How about Nebraska? Where 45 percent of all land was given to homesteaders -- the largest percentage of land distributed by any of the 30 states under the Homestead Act of 1862.
A consortium including the Center for Great Plains Studies, Homestead National Monument of America, Center for Digital Research in the Humanities, National Archives and Records Administration, plus several private family history companies, began the daunting task five years ago.
On Monday, they celebrated completion of a major milestone: the digitization of 76,871 case files containing more than 1.6 million images related to homesteading in Nebraska.
"Nebraska is the first," Homestead National Monument Superintendent Mark Engler told a gathering at the Center for Great Plains Studies in Lincoln on Monday.
Illinois and Indiana homesteading records are also done and will soon be online. Arizona, Iowa, Ohio, Nevada and Alaska are next.
"Scholars are already mining the information found in these records," said Rick Edwards, director of the Center for Great Plains Studies. "I believe that once the records of all homesteading states are digitized and indexed, scholars will find so many surprising insights that will lead them to propose a whole new understanding of the settlement of the American West."
It was Engler who came up with the idea of making homesteading records kept at the National Archives in Washington, D.C., more accessible to scholars, historians, genealogists and the public.
One of the first people to file a claim under the Homestead Act was Daniel Freeman. His claim is now the site of Homestead National Monument of America west of Beatrice.
"I think we've done well. When we started this project, it seemed like the digitization of every Nebraska record was a bit of a dream," Edwards said.
Kay Walter, director of the Center for Digital Research in the Humanities, credited the many volunteers and students who helped scan homesteading files by hand. It was no easy task. The tri-folded documents were kept in boxes at the National Archives.
The documents were printed in different fonts, and handwriting had to be transcribed. Case files contained information including the size of a sod house, improvements made to the land, some family history and the country of origin if they were immigrants -- all important to historians and genealogists.
Engler said such information has the potential to not only change the lives of people searching for their family roots, it could help Americans in general better understand and interpret American history.

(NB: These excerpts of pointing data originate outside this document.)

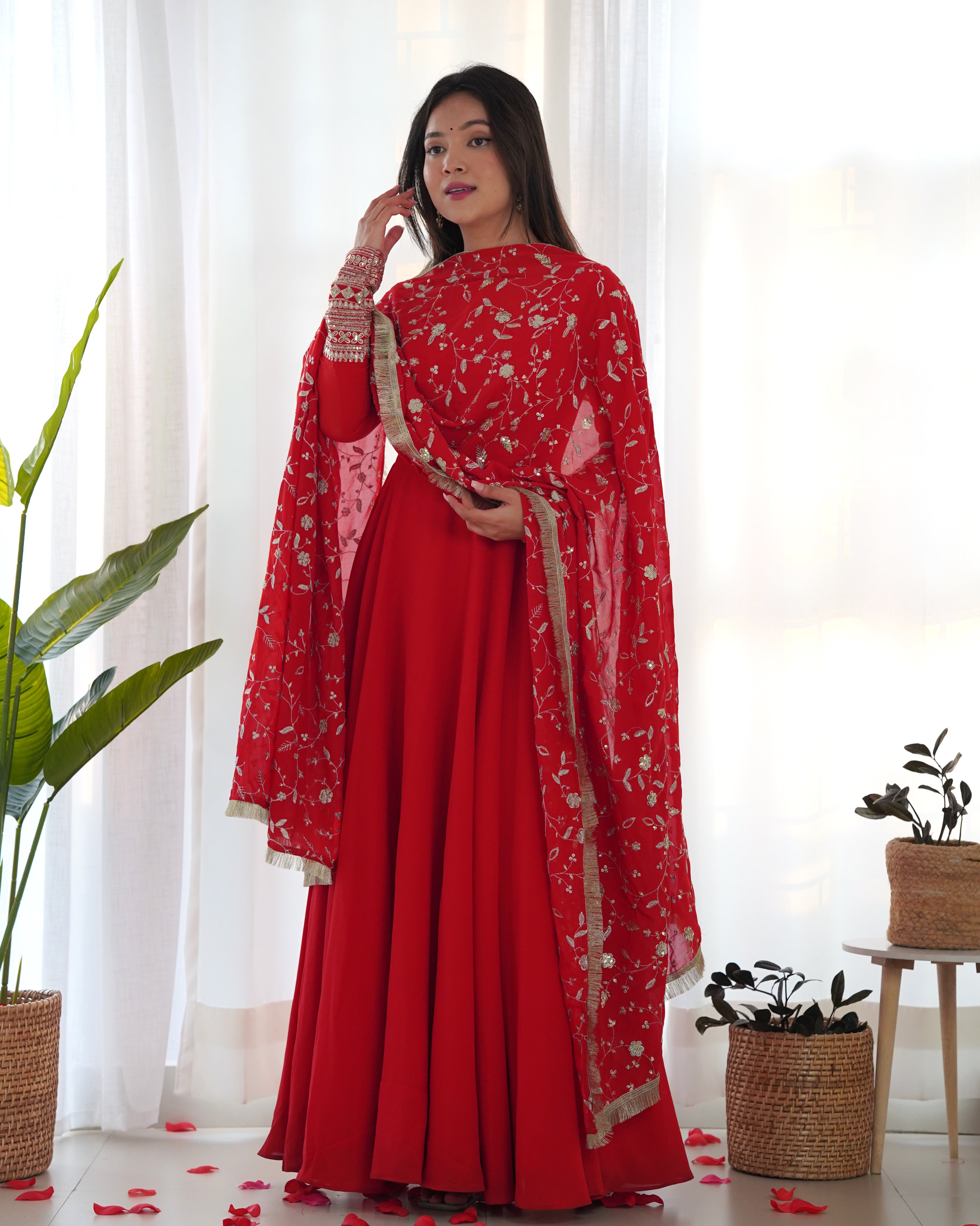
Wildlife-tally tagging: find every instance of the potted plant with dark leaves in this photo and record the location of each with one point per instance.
(39, 752)
(799, 1084)
(935, 878)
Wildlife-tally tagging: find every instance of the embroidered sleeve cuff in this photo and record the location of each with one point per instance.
(351, 306)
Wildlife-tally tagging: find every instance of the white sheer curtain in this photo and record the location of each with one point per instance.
(824, 248)
(90, 176)
(307, 109)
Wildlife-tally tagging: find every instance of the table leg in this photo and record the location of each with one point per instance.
(946, 974)
(891, 986)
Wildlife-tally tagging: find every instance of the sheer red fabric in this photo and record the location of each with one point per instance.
(429, 1039)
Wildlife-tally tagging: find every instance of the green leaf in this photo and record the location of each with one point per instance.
(7, 477)
(21, 798)
(79, 609)
(107, 718)
(34, 732)
(34, 465)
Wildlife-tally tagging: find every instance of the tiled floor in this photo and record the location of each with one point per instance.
(921, 1187)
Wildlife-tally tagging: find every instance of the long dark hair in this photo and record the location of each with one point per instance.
(519, 137)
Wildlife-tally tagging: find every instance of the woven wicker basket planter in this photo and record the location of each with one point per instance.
(29, 1083)
(935, 894)
(799, 1108)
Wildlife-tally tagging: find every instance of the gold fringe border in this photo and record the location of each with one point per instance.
(559, 614)
(622, 1110)
(314, 873)
(686, 978)
(385, 366)
(244, 810)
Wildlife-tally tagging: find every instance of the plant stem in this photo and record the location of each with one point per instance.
(9, 676)
(19, 899)
(5, 979)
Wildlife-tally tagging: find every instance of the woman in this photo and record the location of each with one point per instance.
(461, 709)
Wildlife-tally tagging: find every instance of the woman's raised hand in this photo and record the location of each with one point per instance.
(373, 227)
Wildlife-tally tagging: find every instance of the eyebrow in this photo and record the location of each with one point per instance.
(470, 123)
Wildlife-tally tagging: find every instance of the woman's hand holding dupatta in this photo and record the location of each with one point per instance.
(504, 523)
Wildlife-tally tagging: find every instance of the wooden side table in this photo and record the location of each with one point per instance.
(894, 960)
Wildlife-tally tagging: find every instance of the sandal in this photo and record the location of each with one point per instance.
(473, 1199)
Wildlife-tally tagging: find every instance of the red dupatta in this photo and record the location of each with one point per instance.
(522, 367)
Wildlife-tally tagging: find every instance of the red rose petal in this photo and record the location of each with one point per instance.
(393, 1207)
(695, 1137)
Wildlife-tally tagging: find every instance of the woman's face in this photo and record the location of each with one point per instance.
(463, 175)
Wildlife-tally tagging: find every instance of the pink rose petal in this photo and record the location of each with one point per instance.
(394, 1207)
(695, 1137)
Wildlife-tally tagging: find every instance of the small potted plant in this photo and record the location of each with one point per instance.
(39, 752)
(935, 878)
(799, 1087)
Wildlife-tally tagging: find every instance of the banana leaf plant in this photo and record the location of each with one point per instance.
(36, 751)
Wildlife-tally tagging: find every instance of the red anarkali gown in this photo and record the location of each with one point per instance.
(429, 1040)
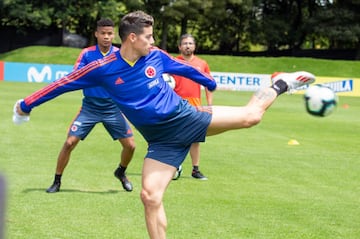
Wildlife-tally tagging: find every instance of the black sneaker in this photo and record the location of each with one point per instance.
(198, 175)
(54, 188)
(124, 181)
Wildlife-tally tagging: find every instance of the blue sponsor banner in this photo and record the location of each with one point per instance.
(37, 73)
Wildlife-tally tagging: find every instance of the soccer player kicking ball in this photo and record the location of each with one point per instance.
(133, 79)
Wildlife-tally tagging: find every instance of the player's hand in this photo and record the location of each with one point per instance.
(19, 116)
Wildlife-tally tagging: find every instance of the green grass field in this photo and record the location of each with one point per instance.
(259, 187)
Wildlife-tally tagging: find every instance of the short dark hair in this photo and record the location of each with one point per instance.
(186, 35)
(134, 22)
(105, 22)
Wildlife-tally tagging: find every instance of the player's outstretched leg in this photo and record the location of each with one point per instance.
(226, 118)
(293, 80)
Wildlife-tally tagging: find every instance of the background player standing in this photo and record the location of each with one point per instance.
(191, 91)
(97, 107)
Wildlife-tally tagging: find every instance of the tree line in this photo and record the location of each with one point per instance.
(229, 26)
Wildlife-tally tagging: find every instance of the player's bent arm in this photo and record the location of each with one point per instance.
(88, 76)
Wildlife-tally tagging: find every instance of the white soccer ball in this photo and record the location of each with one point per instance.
(170, 80)
(320, 100)
(177, 173)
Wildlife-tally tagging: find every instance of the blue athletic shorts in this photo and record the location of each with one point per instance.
(169, 141)
(99, 110)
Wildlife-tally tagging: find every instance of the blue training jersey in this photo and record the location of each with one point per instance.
(86, 56)
(139, 90)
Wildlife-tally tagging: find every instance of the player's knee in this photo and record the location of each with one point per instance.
(70, 144)
(149, 199)
(129, 144)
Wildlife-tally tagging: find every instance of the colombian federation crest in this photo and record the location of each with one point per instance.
(150, 72)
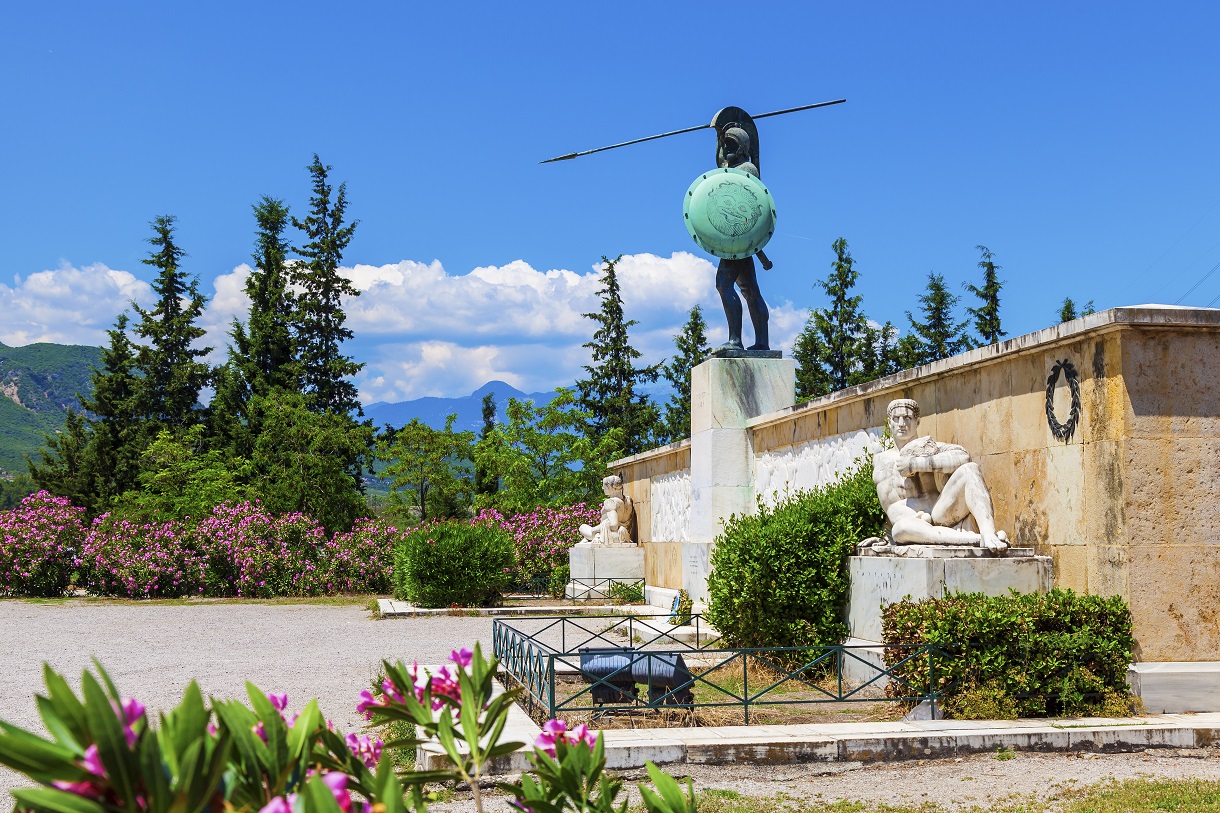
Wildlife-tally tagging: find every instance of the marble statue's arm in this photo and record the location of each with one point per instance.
(948, 459)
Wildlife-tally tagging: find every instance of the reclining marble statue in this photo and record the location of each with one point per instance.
(617, 516)
(931, 492)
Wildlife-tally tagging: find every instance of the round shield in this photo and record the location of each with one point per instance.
(728, 213)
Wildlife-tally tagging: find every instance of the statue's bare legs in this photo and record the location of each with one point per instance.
(964, 495)
(743, 275)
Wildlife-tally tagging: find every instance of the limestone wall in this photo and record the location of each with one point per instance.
(1129, 504)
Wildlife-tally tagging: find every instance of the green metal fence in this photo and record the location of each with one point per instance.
(599, 663)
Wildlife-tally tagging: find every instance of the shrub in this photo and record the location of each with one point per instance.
(1054, 654)
(38, 546)
(140, 560)
(358, 562)
(461, 563)
(780, 578)
(255, 554)
(542, 537)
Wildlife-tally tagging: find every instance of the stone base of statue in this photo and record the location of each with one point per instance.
(595, 568)
(921, 571)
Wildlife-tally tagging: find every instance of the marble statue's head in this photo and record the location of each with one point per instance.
(902, 415)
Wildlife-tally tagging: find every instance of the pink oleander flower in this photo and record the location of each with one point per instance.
(278, 805)
(366, 748)
(338, 785)
(555, 731)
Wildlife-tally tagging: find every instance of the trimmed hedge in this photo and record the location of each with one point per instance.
(1052, 654)
(458, 563)
(780, 579)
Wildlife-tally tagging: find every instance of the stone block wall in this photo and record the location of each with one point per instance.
(1129, 504)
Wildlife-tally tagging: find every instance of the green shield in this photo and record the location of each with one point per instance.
(728, 213)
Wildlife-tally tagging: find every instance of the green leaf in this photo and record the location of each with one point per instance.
(49, 800)
(107, 731)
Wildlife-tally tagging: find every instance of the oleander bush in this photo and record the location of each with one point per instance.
(39, 540)
(1049, 654)
(778, 578)
(455, 563)
(253, 553)
(542, 537)
(131, 559)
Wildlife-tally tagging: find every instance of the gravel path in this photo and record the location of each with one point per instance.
(153, 651)
(332, 652)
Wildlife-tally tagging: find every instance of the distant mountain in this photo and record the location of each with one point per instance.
(38, 383)
(433, 411)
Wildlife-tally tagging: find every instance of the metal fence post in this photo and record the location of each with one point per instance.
(550, 686)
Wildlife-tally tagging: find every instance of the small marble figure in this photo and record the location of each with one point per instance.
(931, 492)
(617, 516)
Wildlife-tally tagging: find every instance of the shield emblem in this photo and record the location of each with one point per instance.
(728, 213)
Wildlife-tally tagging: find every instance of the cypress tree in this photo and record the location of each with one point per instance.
(987, 314)
(937, 336)
(319, 328)
(168, 369)
(609, 393)
(692, 349)
(484, 481)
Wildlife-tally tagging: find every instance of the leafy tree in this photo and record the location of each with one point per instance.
(319, 328)
(427, 464)
(303, 460)
(168, 369)
(542, 455)
(879, 353)
(179, 479)
(987, 314)
(484, 482)
(938, 336)
(1068, 310)
(609, 393)
(692, 349)
(831, 347)
(14, 490)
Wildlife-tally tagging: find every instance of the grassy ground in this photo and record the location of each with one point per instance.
(1130, 796)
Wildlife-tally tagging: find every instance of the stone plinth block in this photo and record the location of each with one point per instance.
(592, 564)
(696, 567)
(1169, 687)
(725, 393)
(879, 581)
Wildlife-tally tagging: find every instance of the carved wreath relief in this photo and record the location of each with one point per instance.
(1063, 431)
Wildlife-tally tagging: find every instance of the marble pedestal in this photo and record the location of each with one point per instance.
(725, 394)
(594, 567)
(929, 571)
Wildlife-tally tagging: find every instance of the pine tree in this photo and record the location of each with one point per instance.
(1068, 310)
(831, 346)
(937, 336)
(484, 481)
(987, 314)
(808, 352)
(261, 352)
(116, 438)
(692, 349)
(319, 328)
(609, 393)
(171, 376)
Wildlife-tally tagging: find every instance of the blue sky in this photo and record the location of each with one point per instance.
(1076, 140)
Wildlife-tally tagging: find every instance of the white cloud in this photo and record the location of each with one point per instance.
(420, 330)
(68, 305)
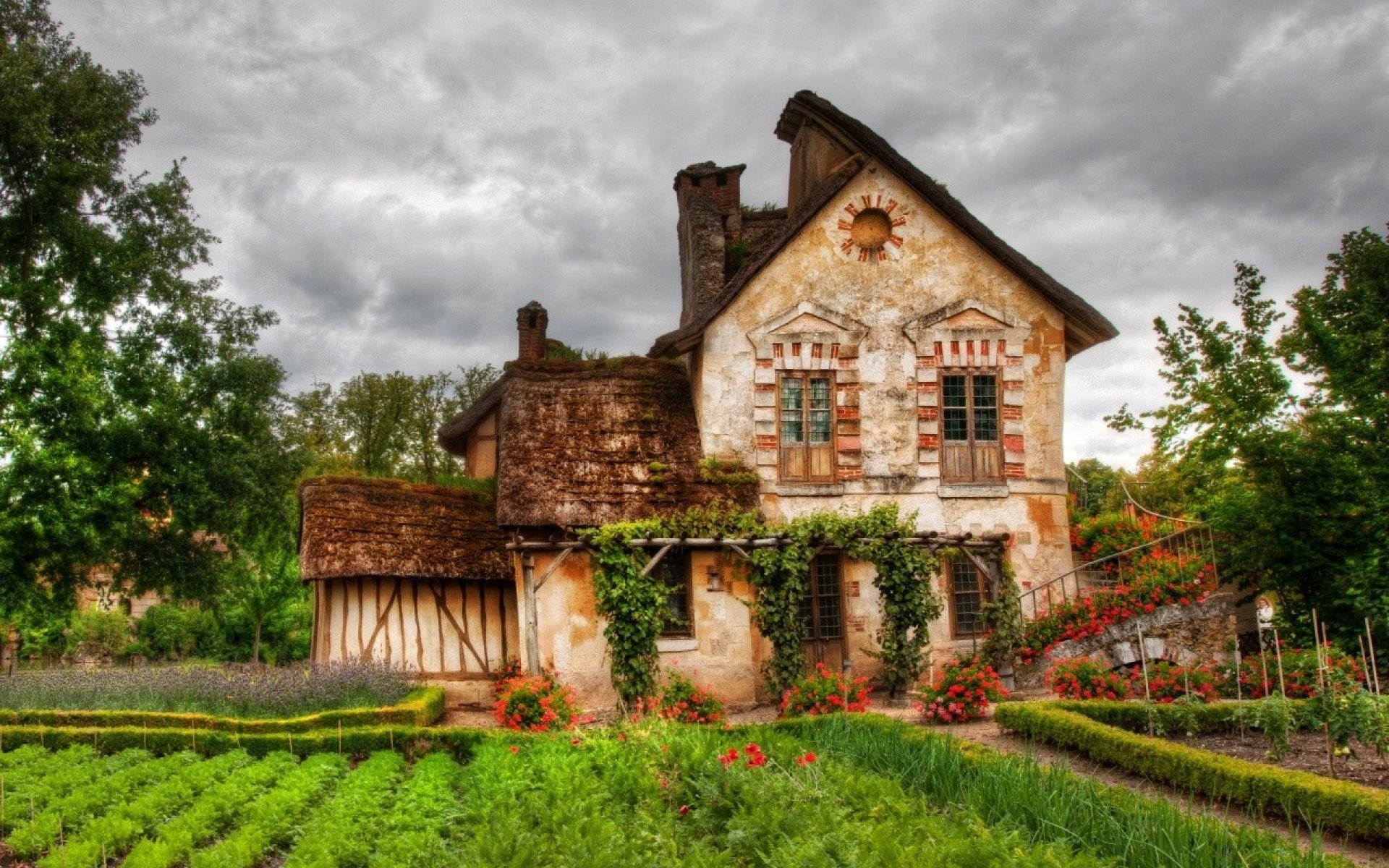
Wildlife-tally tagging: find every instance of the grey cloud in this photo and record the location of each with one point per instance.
(396, 179)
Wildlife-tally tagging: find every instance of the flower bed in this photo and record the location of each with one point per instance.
(228, 692)
(1162, 578)
(961, 692)
(420, 707)
(825, 692)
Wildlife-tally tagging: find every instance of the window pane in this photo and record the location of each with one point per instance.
(674, 571)
(792, 418)
(966, 596)
(827, 596)
(955, 414)
(985, 407)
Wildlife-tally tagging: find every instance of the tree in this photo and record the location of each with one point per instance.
(264, 578)
(1296, 485)
(135, 413)
(383, 424)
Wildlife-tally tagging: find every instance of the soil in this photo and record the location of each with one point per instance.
(1307, 754)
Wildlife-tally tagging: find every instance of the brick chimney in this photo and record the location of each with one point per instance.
(531, 321)
(710, 218)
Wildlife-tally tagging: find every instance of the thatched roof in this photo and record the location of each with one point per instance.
(1085, 327)
(354, 527)
(587, 443)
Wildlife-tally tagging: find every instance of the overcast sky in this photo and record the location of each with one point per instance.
(396, 178)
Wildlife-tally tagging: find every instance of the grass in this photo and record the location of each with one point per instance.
(817, 792)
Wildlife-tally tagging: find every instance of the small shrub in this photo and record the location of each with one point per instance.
(825, 692)
(507, 673)
(687, 703)
(537, 705)
(1082, 678)
(1170, 681)
(101, 632)
(963, 692)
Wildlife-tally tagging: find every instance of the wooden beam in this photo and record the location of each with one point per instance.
(381, 623)
(555, 564)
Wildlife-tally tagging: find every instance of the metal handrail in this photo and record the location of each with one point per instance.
(1097, 566)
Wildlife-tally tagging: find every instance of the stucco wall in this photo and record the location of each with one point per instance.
(878, 310)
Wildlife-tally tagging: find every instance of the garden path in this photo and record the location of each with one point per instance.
(990, 735)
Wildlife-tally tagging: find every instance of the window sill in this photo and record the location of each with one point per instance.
(972, 489)
(677, 644)
(810, 489)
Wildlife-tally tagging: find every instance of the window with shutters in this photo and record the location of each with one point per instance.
(821, 608)
(970, 590)
(972, 449)
(674, 574)
(806, 425)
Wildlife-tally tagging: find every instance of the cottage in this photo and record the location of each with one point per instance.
(871, 342)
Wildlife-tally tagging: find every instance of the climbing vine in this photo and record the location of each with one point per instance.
(632, 605)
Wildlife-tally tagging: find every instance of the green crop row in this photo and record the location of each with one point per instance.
(421, 707)
(1301, 796)
(413, 831)
(271, 821)
(357, 741)
(363, 798)
(208, 816)
(90, 800)
(122, 828)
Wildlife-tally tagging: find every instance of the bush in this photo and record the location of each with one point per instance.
(825, 692)
(1085, 679)
(1168, 681)
(1301, 796)
(177, 632)
(963, 692)
(537, 703)
(99, 632)
(687, 703)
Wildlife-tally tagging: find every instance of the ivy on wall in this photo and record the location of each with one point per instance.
(632, 605)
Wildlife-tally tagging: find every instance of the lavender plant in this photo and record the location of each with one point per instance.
(220, 691)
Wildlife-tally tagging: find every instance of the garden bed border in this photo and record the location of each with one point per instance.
(1303, 798)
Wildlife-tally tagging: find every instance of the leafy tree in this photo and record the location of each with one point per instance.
(263, 581)
(1296, 484)
(135, 413)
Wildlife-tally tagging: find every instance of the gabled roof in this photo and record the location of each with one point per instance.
(584, 443)
(356, 527)
(1085, 327)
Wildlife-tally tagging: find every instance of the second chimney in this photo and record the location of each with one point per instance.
(531, 323)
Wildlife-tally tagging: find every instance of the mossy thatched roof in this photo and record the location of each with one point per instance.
(357, 527)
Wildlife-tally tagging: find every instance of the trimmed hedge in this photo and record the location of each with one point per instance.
(1207, 718)
(208, 742)
(421, 707)
(1301, 796)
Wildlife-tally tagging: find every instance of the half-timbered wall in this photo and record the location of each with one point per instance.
(443, 628)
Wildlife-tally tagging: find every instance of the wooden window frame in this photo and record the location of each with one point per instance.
(815, 597)
(984, 587)
(804, 446)
(970, 407)
(678, 560)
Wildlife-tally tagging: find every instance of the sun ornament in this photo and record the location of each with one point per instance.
(870, 228)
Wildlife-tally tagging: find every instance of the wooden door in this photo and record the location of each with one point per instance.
(823, 613)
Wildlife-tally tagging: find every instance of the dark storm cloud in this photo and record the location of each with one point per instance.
(396, 179)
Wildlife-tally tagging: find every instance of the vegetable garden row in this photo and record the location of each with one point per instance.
(838, 789)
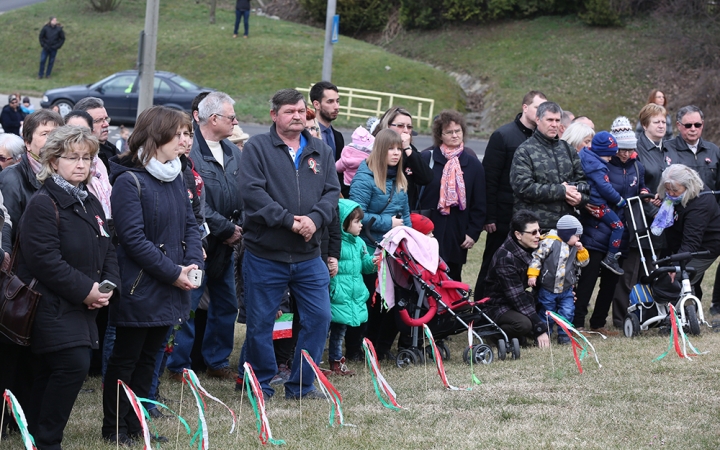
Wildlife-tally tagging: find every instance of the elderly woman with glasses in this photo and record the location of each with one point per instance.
(456, 195)
(64, 245)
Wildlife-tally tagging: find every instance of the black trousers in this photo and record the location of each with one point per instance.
(133, 362)
(585, 287)
(59, 376)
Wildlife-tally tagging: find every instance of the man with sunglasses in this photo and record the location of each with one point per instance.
(510, 304)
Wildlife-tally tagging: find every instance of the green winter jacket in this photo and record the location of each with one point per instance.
(348, 293)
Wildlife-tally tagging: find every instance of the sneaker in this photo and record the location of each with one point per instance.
(224, 373)
(339, 368)
(610, 263)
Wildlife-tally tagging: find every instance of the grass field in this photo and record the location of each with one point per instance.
(537, 402)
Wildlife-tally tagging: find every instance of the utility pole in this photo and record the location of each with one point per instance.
(327, 55)
(149, 50)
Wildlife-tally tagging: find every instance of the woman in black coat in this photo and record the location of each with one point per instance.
(64, 245)
(159, 244)
(456, 195)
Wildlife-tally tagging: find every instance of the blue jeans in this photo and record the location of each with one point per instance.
(241, 15)
(265, 283)
(562, 304)
(48, 55)
(220, 330)
(337, 335)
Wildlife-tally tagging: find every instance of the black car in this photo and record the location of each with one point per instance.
(119, 91)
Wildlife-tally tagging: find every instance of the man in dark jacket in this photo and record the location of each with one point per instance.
(290, 189)
(498, 192)
(510, 305)
(216, 160)
(52, 37)
(546, 174)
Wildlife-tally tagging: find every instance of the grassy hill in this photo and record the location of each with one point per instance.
(277, 55)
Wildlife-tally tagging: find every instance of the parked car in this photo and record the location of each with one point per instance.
(119, 91)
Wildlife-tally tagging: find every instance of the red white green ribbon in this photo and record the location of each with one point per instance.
(19, 417)
(438, 361)
(255, 396)
(577, 340)
(676, 332)
(473, 378)
(379, 382)
(332, 394)
(201, 435)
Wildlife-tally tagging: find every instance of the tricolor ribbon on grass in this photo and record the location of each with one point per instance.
(19, 417)
(332, 394)
(255, 396)
(379, 382)
(200, 394)
(677, 333)
(438, 361)
(577, 340)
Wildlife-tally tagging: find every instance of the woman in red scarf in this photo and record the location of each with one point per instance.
(456, 195)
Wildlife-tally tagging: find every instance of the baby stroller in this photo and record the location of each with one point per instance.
(446, 306)
(658, 288)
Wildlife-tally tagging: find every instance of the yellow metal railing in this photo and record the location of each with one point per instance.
(363, 103)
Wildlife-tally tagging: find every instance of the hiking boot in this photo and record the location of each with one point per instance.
(339, 368)
(224, 373)
(611, 263)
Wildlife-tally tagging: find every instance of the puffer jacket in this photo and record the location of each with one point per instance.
(375, 203)
(539, 168)
(348, 293)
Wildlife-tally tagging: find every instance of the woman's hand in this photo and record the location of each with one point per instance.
(183, 282)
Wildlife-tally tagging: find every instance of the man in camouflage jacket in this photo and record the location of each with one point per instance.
(546, 175)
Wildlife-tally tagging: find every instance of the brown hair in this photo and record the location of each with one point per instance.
(155, 127)
(377, 160)
(444, 119)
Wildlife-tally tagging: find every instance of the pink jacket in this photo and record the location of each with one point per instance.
(350, 160)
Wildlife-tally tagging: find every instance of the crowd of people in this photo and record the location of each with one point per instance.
(147, 252)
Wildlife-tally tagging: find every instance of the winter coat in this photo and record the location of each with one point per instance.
(627, 179)
(275, 190)
(66, 260)
(18, 183)
(222, 199)
(52, 37)
(539, 168)
(706, 162)
(157, 233)
(496, 162)
(696, 227)
(348, 293)
(506, 285)
(556, 264)
(451, 229)
(375, 204)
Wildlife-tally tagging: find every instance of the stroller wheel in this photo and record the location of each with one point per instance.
(516, 348)
(405, 359)
(502, 349)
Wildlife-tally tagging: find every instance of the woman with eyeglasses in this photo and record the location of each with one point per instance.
(159, 244)
(456, 194)
(64, 244)
(417, 172)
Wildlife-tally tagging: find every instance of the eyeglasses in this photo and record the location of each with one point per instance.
(231, 118)
(401, 125)
(76, 159)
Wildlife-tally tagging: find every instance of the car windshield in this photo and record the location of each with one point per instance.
(183, 83)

In all, 270 million acres were settled by homesteaders in the 30 states, or about 10 percent of all the land in the U.S., Engler said. Those homesteaders had 93 million descendants, close to a third of this country's current population.
Blake Bell, historian at Homestead Monument, said the actual work of digitizing the records was unremarkable and mundane, reminding him of the work homesteaders did: farming.
"They did not realize they were creating history," he said.
Ping!
This also caught my eye.
Thank you. Digitizing historical documents and records and putting them on the internet is a great boon to historians and folks with historical interests. Unfortunately it is not as easily done as some folks think. After the initial digitization, the tifs must be checked for clarity, combined into pdf files, made word searchable, and given meta tags to make them come up on an internet search. And finally get a website up and running to which the historical records are posted. And it takes money to pay for this.
thus patience should be given to those who have the records to get them on the web. I’m just not speaking from theory on this, but what I have personal experience in trying to accomplish.